Derrière l’annonce d’une simple extension de service, la Direction générale des Impôts du Bénin orchestre une mutation profonde de son administration fiscale. En ouvrant sa plateforme e-services aux contribuables partenaires des Centres des impôts des petites entreprises (CIPE) de Parakou, Comè et Lokossa à partir du 21 septembre 2026, la DGI ne se contente pas d’ajouter trois villes à sa carte numérique : elle pose les jalons d’un basculement progressif vers une fiscalité sans guichet, dont les implications dépassent largement le cadre technique.
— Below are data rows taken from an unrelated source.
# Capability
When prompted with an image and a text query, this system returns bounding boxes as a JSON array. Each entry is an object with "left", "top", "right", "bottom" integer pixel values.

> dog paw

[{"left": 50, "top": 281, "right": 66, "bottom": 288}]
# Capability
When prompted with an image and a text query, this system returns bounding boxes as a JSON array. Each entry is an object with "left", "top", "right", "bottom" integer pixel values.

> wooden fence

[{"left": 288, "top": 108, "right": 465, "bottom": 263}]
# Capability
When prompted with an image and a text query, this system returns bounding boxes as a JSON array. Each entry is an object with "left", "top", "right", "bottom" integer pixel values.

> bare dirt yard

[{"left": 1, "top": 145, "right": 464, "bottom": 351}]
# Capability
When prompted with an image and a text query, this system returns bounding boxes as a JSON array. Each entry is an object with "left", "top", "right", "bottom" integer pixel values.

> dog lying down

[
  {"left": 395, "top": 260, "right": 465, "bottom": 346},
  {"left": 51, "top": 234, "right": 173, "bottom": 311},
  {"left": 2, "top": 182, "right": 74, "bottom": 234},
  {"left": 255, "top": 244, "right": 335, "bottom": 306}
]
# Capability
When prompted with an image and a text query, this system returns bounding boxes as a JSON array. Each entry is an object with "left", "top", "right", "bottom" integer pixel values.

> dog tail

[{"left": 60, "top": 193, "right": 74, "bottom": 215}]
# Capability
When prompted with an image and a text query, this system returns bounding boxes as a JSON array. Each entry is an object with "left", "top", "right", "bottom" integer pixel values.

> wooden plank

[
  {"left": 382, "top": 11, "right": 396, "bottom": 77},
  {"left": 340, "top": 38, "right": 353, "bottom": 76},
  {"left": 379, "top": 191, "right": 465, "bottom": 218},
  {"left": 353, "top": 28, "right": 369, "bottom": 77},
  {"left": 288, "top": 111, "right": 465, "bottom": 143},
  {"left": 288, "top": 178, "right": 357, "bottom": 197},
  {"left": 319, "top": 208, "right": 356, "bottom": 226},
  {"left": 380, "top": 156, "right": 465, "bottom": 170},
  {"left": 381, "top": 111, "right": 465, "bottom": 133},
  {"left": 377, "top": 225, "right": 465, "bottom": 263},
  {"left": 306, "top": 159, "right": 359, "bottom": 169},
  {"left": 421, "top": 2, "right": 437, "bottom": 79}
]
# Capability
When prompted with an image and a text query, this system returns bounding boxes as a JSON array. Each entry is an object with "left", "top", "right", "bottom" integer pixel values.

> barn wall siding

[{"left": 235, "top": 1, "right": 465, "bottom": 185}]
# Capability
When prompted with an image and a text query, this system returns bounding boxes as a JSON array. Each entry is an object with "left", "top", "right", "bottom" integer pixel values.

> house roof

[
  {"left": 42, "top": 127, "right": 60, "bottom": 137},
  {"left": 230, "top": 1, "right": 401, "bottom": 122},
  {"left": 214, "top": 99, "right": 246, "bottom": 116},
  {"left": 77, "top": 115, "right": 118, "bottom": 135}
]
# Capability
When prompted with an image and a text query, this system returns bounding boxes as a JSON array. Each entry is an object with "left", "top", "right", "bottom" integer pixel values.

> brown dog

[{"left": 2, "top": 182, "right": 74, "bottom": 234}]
Une extension qui révèle une stratégie de dématérialisation accélérée
L’ouverture de la plateforme e-services aux contribuables de Parakou, Comè et Lokossa s’inscrit dans un mouvement plus vaste de dématérialisation des procédures fiscales au Bénin. Ce qui pourrait passer pour une simple mise à jour logistique constitue en réalité une étape charnière : celle où l’administration fiscale cherche à banaliser l’usage du numérique auprès de contribuables souvent éloignés des grands centres urbains.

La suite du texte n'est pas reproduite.